Hacker News new | ask | show | jobs
by alecco 27 days ago
PSA: Don't use OpenRouter for DeepSeek V4 as it messes up you caching. Use DeepSeek API directly and you'll get 2x to 3x more cached tokens.
3 comments

Can you share more? I'm with OpenRouter and we would love to address this! We don't see this in our own testing, I don't believe -- but will share this feedback and dig in.
Just try. In a case last week it was ~3x and I tried multiple providers: deepseek, gmicloud/fp8, novita/fp8, and another one I can't remember. It was a large job where at least 2/3rds of the start of the prompts was exactly the same (literally a static string).
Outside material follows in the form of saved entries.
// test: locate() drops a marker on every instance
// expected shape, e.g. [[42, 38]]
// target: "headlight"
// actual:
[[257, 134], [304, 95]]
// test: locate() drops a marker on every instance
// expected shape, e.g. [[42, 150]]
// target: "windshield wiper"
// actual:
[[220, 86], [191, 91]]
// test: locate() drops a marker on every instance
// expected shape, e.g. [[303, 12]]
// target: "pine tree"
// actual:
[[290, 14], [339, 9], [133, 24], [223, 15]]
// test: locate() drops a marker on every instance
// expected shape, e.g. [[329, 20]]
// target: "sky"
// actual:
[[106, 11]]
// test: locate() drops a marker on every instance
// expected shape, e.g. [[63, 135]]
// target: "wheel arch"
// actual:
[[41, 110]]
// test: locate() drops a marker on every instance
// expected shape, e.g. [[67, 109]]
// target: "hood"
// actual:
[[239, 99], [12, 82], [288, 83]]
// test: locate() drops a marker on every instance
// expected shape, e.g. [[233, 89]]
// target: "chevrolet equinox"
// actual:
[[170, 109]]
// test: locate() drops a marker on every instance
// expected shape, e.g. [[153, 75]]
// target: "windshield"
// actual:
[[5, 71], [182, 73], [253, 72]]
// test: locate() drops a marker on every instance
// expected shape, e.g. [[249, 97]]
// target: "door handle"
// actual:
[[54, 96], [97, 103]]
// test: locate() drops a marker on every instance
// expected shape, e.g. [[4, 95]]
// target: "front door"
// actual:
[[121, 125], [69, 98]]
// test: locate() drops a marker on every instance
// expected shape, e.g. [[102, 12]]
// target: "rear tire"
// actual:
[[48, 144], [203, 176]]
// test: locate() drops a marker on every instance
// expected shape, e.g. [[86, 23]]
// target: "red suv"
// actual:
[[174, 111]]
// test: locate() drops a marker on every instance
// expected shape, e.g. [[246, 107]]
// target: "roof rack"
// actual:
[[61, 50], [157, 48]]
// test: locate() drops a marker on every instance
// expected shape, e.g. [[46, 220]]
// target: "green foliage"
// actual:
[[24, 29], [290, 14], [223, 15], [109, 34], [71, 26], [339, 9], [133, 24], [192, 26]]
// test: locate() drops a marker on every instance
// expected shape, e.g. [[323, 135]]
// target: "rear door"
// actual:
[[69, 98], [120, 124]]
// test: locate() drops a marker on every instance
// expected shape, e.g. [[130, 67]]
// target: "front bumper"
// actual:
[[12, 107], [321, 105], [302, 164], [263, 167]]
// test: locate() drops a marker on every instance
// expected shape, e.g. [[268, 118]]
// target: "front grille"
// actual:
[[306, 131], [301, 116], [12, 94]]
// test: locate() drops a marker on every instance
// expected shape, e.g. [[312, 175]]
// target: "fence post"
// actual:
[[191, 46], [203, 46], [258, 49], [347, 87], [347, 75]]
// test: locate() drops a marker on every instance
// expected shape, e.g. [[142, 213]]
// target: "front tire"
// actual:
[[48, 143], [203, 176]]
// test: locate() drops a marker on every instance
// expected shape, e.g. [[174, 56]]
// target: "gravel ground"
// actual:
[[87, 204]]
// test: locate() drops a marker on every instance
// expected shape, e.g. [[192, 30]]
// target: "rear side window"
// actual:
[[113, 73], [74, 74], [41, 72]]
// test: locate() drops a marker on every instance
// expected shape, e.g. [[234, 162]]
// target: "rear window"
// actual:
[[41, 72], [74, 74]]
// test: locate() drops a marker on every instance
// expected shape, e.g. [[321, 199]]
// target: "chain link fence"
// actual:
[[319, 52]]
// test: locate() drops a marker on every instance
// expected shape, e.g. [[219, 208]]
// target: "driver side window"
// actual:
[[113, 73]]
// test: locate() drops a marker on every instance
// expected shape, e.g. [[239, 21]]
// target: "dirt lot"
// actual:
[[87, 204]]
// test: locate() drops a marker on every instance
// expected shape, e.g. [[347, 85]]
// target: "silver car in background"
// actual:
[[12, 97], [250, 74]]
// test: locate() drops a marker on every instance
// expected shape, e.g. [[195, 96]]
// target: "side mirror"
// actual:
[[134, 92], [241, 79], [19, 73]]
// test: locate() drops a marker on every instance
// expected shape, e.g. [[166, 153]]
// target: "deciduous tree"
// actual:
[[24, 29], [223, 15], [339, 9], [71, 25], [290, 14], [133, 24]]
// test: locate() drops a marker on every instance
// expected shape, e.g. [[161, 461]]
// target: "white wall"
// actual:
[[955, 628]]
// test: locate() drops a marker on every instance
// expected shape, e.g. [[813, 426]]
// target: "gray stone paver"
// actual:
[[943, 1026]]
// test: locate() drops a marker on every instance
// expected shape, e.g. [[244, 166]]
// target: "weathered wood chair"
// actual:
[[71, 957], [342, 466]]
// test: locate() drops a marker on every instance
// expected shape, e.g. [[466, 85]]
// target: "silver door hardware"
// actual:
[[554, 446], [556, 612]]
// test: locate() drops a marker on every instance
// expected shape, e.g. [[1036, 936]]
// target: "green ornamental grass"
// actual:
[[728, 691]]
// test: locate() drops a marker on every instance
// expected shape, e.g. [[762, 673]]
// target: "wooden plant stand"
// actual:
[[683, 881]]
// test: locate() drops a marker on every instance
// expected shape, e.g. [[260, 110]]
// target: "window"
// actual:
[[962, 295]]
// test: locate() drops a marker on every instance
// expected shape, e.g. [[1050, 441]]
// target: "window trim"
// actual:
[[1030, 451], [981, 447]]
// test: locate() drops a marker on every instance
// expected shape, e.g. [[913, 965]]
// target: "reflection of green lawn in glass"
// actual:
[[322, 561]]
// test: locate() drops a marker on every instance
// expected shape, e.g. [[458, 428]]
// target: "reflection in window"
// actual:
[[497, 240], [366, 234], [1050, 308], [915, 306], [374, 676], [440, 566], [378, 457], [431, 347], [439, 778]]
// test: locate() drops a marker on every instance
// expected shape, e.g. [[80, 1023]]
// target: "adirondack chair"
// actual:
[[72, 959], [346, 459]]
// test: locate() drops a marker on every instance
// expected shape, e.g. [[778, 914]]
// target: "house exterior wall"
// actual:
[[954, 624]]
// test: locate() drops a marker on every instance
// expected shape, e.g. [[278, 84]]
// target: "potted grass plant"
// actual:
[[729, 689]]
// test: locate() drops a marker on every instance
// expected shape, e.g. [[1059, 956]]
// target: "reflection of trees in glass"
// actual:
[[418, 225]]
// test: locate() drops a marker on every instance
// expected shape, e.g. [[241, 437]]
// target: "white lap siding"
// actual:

Then I read somewhere (I think X) that OpenRouter adds stuff and breaks caching (telemetry? headers? can't remember). So I stopped the job, switched to actual DeepSeek provider, and voilá, caching 3x more tokens per request (on average).

> switched to actual DeepSeek provider

I meant actual DeepSeek API.

Here is some data from my experience using both deepseek v4 flash directly, and deepseek v4 flash via openrouter.

Directly: 135M input tokens - $0.57 (134M cached)

Via OpenRouter 6M tokens - $0.81 (caching stats & inp/out not reported)

Caching is a huge win with using deepseek directly.

I am experiencing this using Opencode. Caching works fine via Deepseek API but not so good via Openrouter
When you say Deepseek API, you mean servers in China? Or is it a copy of the model operated and run by OpenRouter?
Yes, I definitely noticed a problem with openrouter and deepseek v4 pro. It's much more expensive.